Hi, here are some shots straight out of my camera, just wondering how you guys would grade them. I have no idea what to look for really beyond the basics, making sure my whites are below broadcast safe etc.
"there are plenty of other fish in the sea. too bad you're nowhere near the sea. you're in the desert, alone." Soulskier
"I assumed hipsters liked to stretch their assholes, since it is defiantly not a popular thing to do." cobra_commander
Contrast in snow is different than contrast in summertime footage. Instead of balance black v white, you need to balance mid v white instead to bring out snow detail. As for colors, I'd make them cold since its stormy out.
1. Use the histogram to make blacks as dark as you want them but still retain video.

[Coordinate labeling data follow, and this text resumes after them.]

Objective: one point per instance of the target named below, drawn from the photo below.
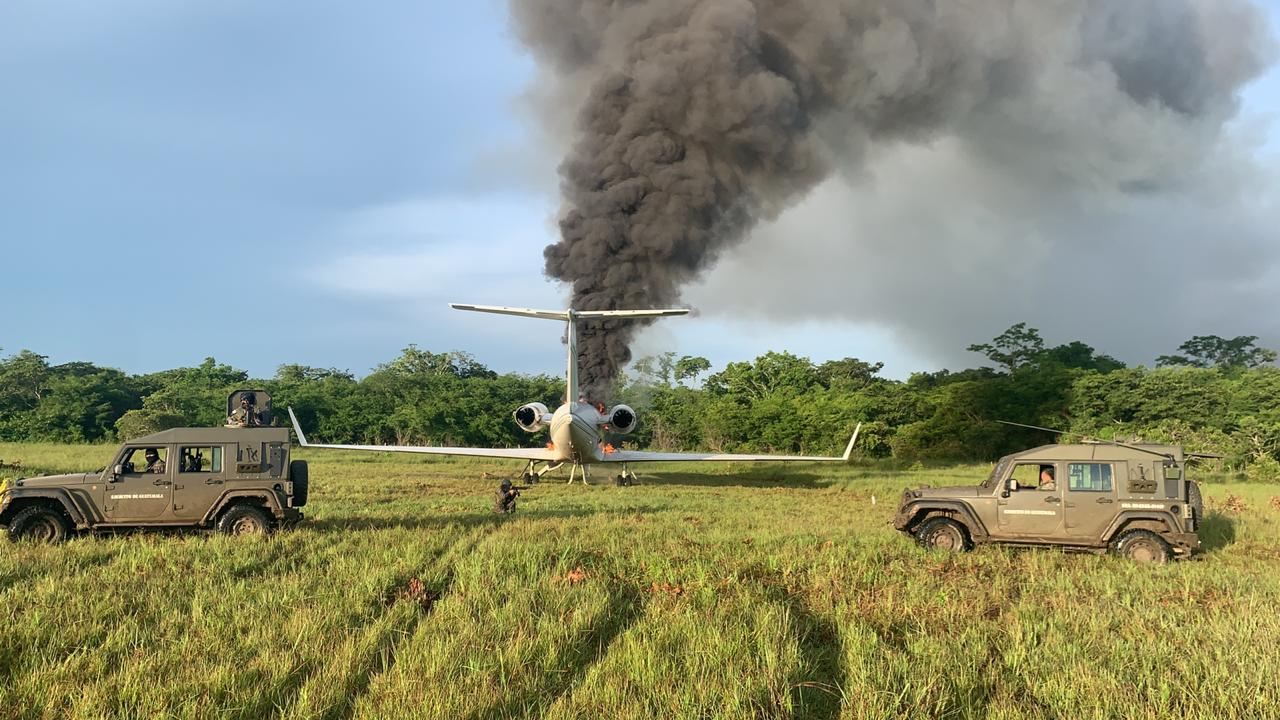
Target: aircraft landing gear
(575, 469)
(626, 479)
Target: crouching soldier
(504, 499)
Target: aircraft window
(208, 459)
(1088, 477)
(1031, 475)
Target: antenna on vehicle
(1139, 449)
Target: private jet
(577, 425)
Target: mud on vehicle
(236, 479)
(1132, 500)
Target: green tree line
(1212, 395)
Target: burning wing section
(535, 454)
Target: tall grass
(730, 591)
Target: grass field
(718, 592)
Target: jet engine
(531, 417)
(621, 419)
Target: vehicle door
(141, 484)
(1031, 502)
(1091, 497)
(200, 479)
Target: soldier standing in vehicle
(154, 463)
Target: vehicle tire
(301, 482)
(40, 523)
(245, 520)
(1196, 500)
(944, 533)
(1143, 547)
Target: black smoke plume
(702, 118)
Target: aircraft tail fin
(568, 317)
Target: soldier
(154, 463)
(504, 499)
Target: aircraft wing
(640, 456)
(510, 452)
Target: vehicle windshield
(996, 473)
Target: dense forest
(1214, 395)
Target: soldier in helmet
(1047, 481)
(154, 463)
(504, 499)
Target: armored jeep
(1129, 499)
(236, 479)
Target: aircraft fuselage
(575, 432)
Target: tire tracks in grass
(625, 609)
(384, 646)
(818, 691)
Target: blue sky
(307, 182)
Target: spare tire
(1196, 500)
(300, 478)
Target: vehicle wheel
(39, 523)
(301, 482)
(1142, 546)
(944, 533)
(245, 520)
(1196, 500)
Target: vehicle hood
(954, 491)
(55, 481)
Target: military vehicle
(236, 479)
(1095, 496)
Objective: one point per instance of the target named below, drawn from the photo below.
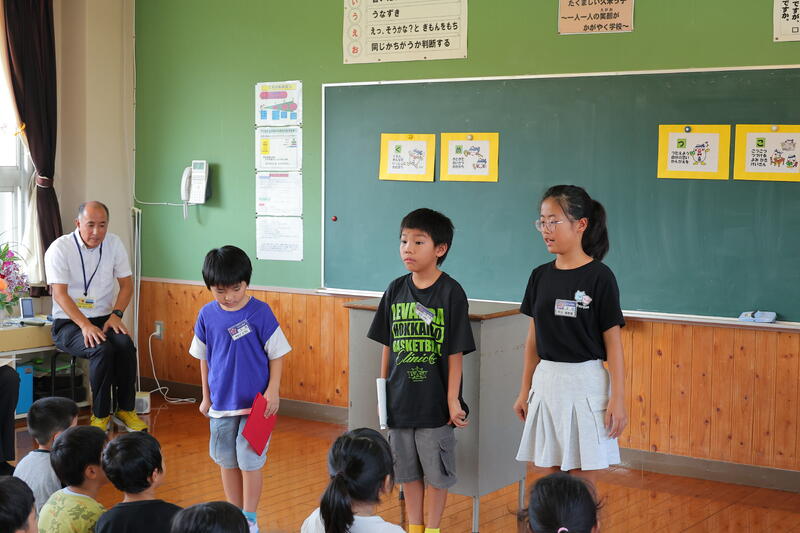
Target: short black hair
(74, 450)
(130, 459)
(16, 504)
(48, 416)
(211, 517)
(434, 223)
(226, 266)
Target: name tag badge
(237, 331)
(567, 308)
(84, 303)
(424, 313)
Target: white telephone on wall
(194, 183)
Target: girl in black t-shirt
(573, 408)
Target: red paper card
(257, 429)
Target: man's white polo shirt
(62, 263)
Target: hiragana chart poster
(378, 31)
(767, 152)
(407, 156)
(279, 103)
(469, 157)
(607, 16)
(786, 20)
(694, 151)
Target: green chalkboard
(677, 246)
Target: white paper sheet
(279, 238)
(279, 193)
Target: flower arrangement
(13, 282)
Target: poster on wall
(786, 20)
(580, 16)
(279, 103)
(694, 151)
(407, 156)
(767, 152)
(279, 193)
(379, 31)
(469, 156)
(279, 149)
(279, 238)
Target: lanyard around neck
(83, 266)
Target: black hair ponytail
(359, 462)
(577, 204)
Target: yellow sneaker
(130, 420)
(101, 423)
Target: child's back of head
(74, 450)
(16, 506)
(361, 468)
(50, 416)
(212, 517)
(561, 503)
(130, 461)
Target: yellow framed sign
(469, 157)
(767, 152)
(407, 156)
(694, 151)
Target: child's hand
(458, 417)
(205, 405)
(273, 402)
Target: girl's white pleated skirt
(565, 423)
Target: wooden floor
(295, 476)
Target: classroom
(145, 89)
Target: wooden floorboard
(296, 475)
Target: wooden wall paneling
(640, 385)
(681, 397)
(722, 390)
(764, 398)
(701, 403)
(660, 386)
(327, 349)
(787, 383)
(341, 325)
(313, 370)
(743, 391)
(627, 351)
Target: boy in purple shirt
(240, 346)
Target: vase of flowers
(13, 281)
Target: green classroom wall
(197, 62)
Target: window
(14, 169)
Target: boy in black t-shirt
(423, 323)
(134, 465)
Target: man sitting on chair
(83, 267)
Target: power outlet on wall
(159, 330)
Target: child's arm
(455, 364)
(205, 404)
(616, 417)
(530, 362)
(273, 392)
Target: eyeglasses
(549, 225)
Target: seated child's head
(133, 463)
(17, 509)
(212, 517)
(561, 503)
(429, 230)
(227, 272)
(75, 456)
(361, 467)
(47, 417)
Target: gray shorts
(229, 449)
(424, 453)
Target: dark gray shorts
(424, 453)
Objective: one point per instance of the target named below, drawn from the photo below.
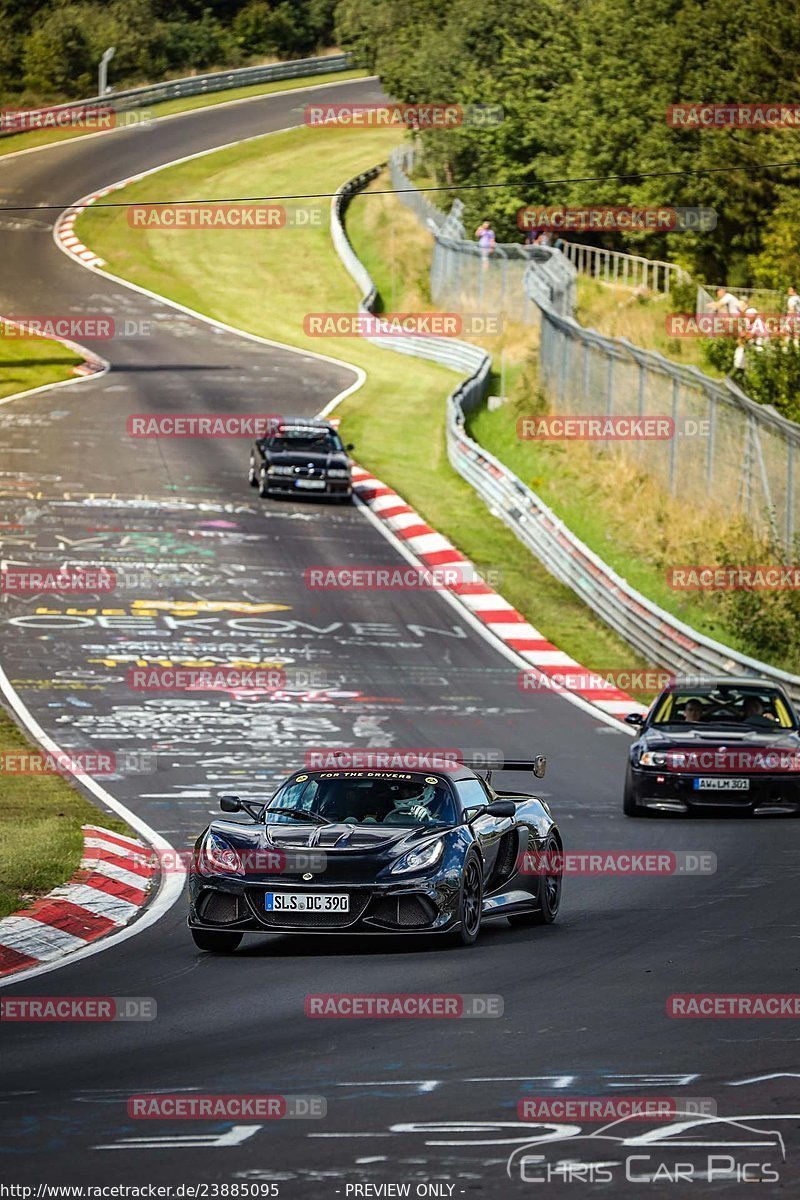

Rremember, black colors are supposed to be sort of washed out in flat light, which is why crushing them will look gross in those conditions.
2. Crush the mids until you start seeing snow detail. The overall image should be underexposed.
3. Raise the whites to compensate and balance the exposure. Go as high as you can before clipping. If the contrast gets too "sharp," then you've lowered the mids too much and need to tone it back a little.
4. If there's a distracting amount of clipping, apply Broadcast Safe > custom settings > check the luma box only. Lower the max output until it's not impossibly white, then adjust the Clamp Above and Feather settings until the transition between detail and clipping is smoothed. Remember, this should be subtle. Too much and it looks possibly worse than it did before.
5. Make blacks blue, mids red/green/cyan (skintones), and adjust whites in the magenta/blue/cyan area to make it look naturally cold.
6. Apply output levels adjustment. I don't always do this, but if I want the film look it's necessary. With this I just raise the blacks to make them milky while still being crushed. In other words, relative to other tones they are crushed, but overall they aren't absolute black. Not so useful in flat light, I've found.